Like many states, Arizona has a compulsory arbitration system in place for “smaller” disputes. Depending upon the County where the action is brought and the amount sought (e.g., less than $50,000 in Maricopa County), these matters are subject to mandatory court-annexed arbitration.
Such claims are supposed to be conducted on an accelerated schedule and decided by a court-appointed arbitrator using a relatively informal and inexpensive procedure. The arbitrator’s award becomes final and binding as a judgment unless it is “appealed” by one of the parties, in which case the trial court must then hold a trial de novo — i.e., such appeals are not really appeals at all, but are mere “do overs” for someone unhappy with the result.
The stated purpose of this compulsory arbitration procedure is to cost-effectively resolve smaller claims. Significantly, the procedure provides a potential penalty for an “appealing” party to discourage such appeals (which, as a practical matter, actually raises the cost of being subject to such a procedure due to the multiple proceedings).
Initially, the rules required the “appealing party” to improve its position by 15% at the trial de novo, which percentage was later raised to 25%. The consequence of such a party’s failing to “improve its position” by the applicable percentage on appeal is that such party becomes liable for the other party’s post-appeal attorneys’ fees and expert witness fees. This penalty can, and often does, exceed the amount of the initial dispute.
Need an example of how this works?

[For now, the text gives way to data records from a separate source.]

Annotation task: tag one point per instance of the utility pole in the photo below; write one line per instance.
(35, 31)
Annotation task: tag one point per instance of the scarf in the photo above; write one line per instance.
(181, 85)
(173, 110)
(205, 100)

Say you have a personal injury claim and you are seeking $20,000. After a compulsory arbitration hearing, the court-appointed arbitrator awards you $19,000. If you appeal, you must get at least 25% more than the $19,000 award at the conclusion of the trial de novo. If the defendant appeals, they must get a result that is at least 25% less than the award at the conclusion of the trial de novo.
Since you are unlikely to risk the substantial exposure to attorneys’ and expert witness fees simply for an additional $1,000, you are not likely to appeal. Thus, as a practical matter, plaintiffs tend to pursue reasonable arbitration awards and rarely, if ever, appeal.
Defendants, on the other hand, frequently appeal these awards. Why do you suppose that is? There’s a one-word answer: insurance. Insurance companies are obviously less concerned about these appeal penalties, but is that all? No.
Many, if not all, insurers have an institutionalized policy of appealing these awards since, by the numbers, they believe they do better (i.e., they pay less money). The reason is because many people just get “worn out” by the process and become willing to throw in the towel for less than what they were awarded at arbitration. Likewise, juries are fickle and have a hard time understanding injuries they cannot “see,” which tend to be the kinds of injuries that predominate smaller claims (e.g., strained necks or backs). Further, as an added bonus, these companies figure that, by appealing almost all of these cases they make the process so tedious and expensive that attorneys, as a group, will refrain from accepting clients with these types of claims regardless of their merit.